Some spark of vanity whispered to him that if she had not had some personal interest in him she would not so readily have claimed him as her husband. He knew himself to be handsome, and he fancied that he had only to repudiate Ivy and acknowledge Vera's claim, to gain full possession of the beautiful girl.
But her cold, scornful, insulting repulse had fairly maddened him, and he had sworn an oath to himself, as to her, that he would eventually possess her.
But how to compass that desirable event puzzled him sorely.
By her own free confession she was his wife, but he was perfectly aware that it would be utterly futile to try to claim her before the law. Her friends were too strong and powerful for him to make open war upon her.
He dreaded that the least move of that nature on his part would provoke a suit for bigamy against himself.

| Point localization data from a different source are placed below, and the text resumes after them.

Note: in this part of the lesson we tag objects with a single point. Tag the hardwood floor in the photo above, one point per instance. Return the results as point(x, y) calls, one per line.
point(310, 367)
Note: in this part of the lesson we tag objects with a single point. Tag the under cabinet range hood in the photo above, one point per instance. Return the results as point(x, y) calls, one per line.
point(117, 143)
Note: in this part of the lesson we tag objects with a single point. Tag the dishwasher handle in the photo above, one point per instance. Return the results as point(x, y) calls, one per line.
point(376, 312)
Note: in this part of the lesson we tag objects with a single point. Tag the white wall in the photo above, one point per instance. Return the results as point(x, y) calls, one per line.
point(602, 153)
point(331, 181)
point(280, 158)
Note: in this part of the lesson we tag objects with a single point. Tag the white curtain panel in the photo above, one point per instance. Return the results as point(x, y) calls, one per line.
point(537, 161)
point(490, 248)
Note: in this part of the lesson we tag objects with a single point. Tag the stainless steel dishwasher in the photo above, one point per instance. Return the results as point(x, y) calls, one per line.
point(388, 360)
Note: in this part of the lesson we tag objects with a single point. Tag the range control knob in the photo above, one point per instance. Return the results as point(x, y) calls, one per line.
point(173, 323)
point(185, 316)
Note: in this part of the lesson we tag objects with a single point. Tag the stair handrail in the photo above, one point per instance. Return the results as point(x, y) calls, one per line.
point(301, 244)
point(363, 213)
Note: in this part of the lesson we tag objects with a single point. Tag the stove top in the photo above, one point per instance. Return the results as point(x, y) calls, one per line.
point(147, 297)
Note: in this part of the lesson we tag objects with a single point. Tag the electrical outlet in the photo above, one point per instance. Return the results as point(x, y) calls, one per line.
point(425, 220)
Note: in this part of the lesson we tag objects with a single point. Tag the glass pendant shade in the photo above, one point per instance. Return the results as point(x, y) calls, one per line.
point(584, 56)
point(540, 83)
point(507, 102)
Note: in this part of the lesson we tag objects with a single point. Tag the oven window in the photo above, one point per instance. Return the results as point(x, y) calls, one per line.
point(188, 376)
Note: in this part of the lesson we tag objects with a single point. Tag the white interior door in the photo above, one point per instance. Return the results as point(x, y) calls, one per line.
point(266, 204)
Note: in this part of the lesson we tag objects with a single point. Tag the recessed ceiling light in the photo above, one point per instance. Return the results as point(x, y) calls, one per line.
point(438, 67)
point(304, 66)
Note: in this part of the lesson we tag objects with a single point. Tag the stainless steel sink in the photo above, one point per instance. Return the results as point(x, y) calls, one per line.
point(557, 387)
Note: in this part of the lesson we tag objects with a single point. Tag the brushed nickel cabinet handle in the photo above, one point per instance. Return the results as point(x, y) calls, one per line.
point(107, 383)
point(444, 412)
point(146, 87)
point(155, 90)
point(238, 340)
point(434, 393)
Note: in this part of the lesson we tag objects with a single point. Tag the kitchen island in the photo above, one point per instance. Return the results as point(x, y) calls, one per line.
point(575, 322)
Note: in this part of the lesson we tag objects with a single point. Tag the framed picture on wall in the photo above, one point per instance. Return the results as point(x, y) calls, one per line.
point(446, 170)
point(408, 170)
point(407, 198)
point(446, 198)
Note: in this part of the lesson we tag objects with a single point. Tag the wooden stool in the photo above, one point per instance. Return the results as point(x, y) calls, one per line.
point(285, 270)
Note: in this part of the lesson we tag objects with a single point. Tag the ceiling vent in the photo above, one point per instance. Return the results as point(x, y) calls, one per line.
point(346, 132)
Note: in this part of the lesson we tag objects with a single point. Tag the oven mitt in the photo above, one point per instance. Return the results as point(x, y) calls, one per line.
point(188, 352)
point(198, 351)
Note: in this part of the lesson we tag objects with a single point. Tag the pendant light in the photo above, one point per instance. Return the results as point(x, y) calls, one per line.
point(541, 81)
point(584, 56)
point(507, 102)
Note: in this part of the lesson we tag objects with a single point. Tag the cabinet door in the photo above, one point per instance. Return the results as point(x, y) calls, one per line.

No course remained to him, therefore, but "treason and stratagem." He longed to win her, and yet not altogether by brute force. Some fancy came to him of how sweet it would be to have the love of this beautiful girl, from whom he had recoiled in aversion when Mrs. Cleveland had woven that romance about her low-born, drunken father, but who seemed so desirable now, clothed in all the dazzling externals of wealth, rank, lordly birth, and peerless loveliness. So are we all swayed by the extraneous circumstances of worldly prosperity.
Time and again Leslie Noble cursed himself for his wavering and cowardice that fatal night when his weak words of regret had driven his friendless, forlorn little child-bride to desperate suicide. All he had lost by that fatal wavering rushed bitterly over him.
"If I had been true and kind to that poor child as her mother wished me to be, I should have reaped a rich reward for my fidelity when the Earl of Fairvale came to seek his child. Why did I not take her by the hand and calm her trembling fears that night by telling her enemies boldly that she was my wife, and I would not see her insulted? Ah, it was my weak fancy for that shrewish Ivy that ruined all! And how cleverly she and her mother played on my fickle feelings! Curses on them both. Vile wretches! They are not fit to live in the same world that holds my peerless Vera!"
So it came to pass that, fostering the passion he had conceived for Lady Vera, and enraged by her queenly scorn, Leslie Noble conceived nefarious designs for abducting the young countess and bearing her to a place of concealment, where alone and undisturbed, he might plead his cause and peradventure win her heart.
It was the foolish reasoning of a madman, and in truth Leslie Noble was half mad with the violence of his passions, while the bitterness of his disappointment only urged him on to fresh endeavors.